Last Thursday, a group of about 30 people joined Citizens Project and the Independent for a day up in Denver to watch the Colorado Legislature in action. Watching the politicians make laws was much like observing the chaos of daily life inside a fraternity as jovial pals slapped each others' backs, scarfed down corporate freebie,s and generally made each other feel really, really important.
First off, we watched our lawmakers porking down on a free breakfast courtesy of the Colorado Private School Association (just one of hundreds of lobbyists who ply lawmakers with delectable vittles throughout the 120-day session just because they are so dang nice, not because they want anything, mind you).
Then, we went over to the House and Senate galleries. Perched above the hallowed chambers, we observed as the lawmakers fawned over the bottles of 2-liter soda pop, which agricultural lobbyists had left on each of their desks, and wandered about chatting with their colleagues, many of them paying scant attention to the official proceedings going on around them. In the Senate, everyone shared a nice bipartisan guffaw when Sen. Ron Tupa, a Boulder Democrat, began discussing one of his bills and started talking about "motorsickles."
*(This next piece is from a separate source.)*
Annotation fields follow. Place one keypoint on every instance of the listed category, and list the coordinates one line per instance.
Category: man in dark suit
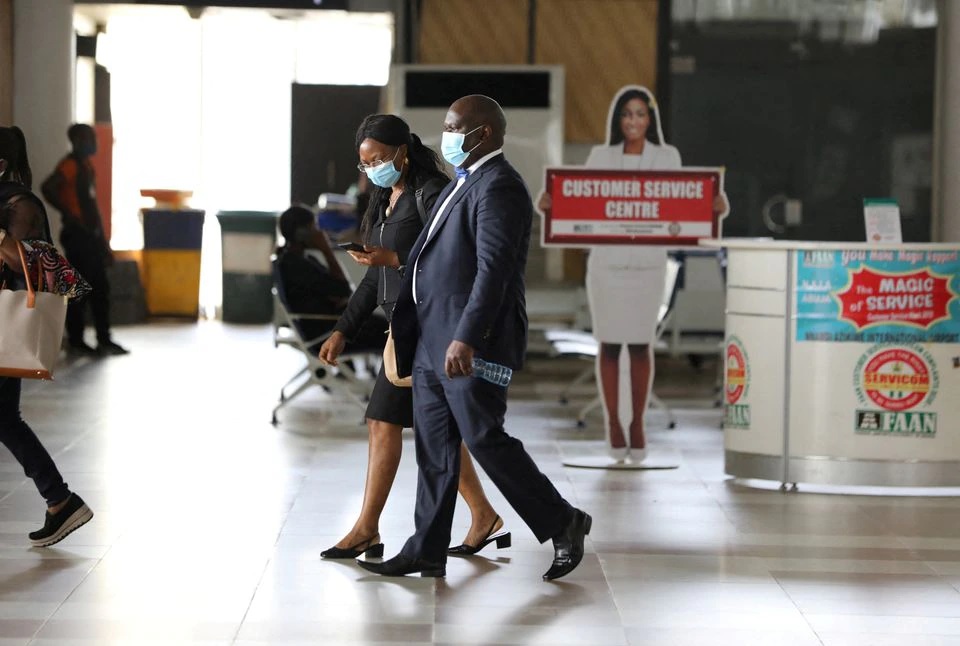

"What the heck is a motorsickle?" Tupa chuckled into the microphone.
After the formal day's hearings, many lawmakers headed into committee meetings to talk about whether their proposed laws are any good, and if so, whether they should proceed to the full House and Senate floors for a vote.
That day, the House committees talked about whether to create a special American flag license plate and whether Enterprise Zones should be expanded to rural parts of the state, enabling companies to get big tax breaks if they relocate there.
Meanwhile, the Senate Agricultural and Natural Resources Committee grappled over the state's butterfat standards while the Senate Education Committee discussed whether to repeal part of the state's Open Records Act. Specifically, the University of Colorado wants to be able to meet in secret to decide who should be offered honorary degrees and get buildings named after them. Now this is an interesting non-quandary. The current chairwoman of the CU Board of Regents, Maureen Ediger, testified that, currently, anyone can nominate someone for an honorary degree from CU, which has campuses in Colorado Springs, Denver and Boulder.
By state law, anyone can go to the honor awards committee meetings and listen to the reasons why CU Regents and other members want to -- or don't want to -- bestow an honorary degree to someone or name a building after him or her. Many of those people who are nominated are also substantial financial contributors to the college. So, Ediger said, even though it has never actually been a problem before, they don't want contributors to potentially be humiliated if the news were to get out that they were nominated, and then rejected.
The Democratic and Republican legislators agreed that would be horrible indeed. Even a lobbyist for the Colorado Press Association (Greg Romberg, who, it should be noted, also happens to serve on the board of Front Range Community College) showed up to say that constricting the Open Records law would be just fine with him. Romberg's support of the proposal led Tupa -- that above-mentioned Boulder Democrat and sponsor of the bill in question -- to quip, "Politicians make strange bedfellows -- I was about to say bedwetters!" What a cut-up!
Anyway, the Senate committee unanimously agreed on an 8-0 vote to change Colorado's Open Records law so large financial contributors to the University of Colorado won't potentially be embarrassed. Why, you wonder, didn't they just instead ask CU to change their rules to avoid potential embarrassing situations with their rich donors instead of asking their pals in the Legislature to change state law to invite secrecy -- however trifling -- in government? Good question. Unfortunately, that idea never came up.
Anyway, after the committees were finished deliberating on these weighty measures, it was time for lunch. A few Democratic governor hopefuls dropped in on our group to deliver stump speeches, as did several GOP lawmakers. Now, many of El Paso County's all-Republican, 13-member conservative delegation would probably have rather gone to the free lunch at Planned Parenthood than stop off to visit their moderate-to-liberal group of Citizens Projectsponsored constituents dining on turkey sandwiches in a church basement a block away from the capitol. But State Sen. Doug Lamborn and Reps. Keith King and Mark Cloer were kind enough to stop by to say hello.
In this era when public servants would rather get a free bottle of soda pop than meet the people they represent, those three Republicans get our accessibility award of the week.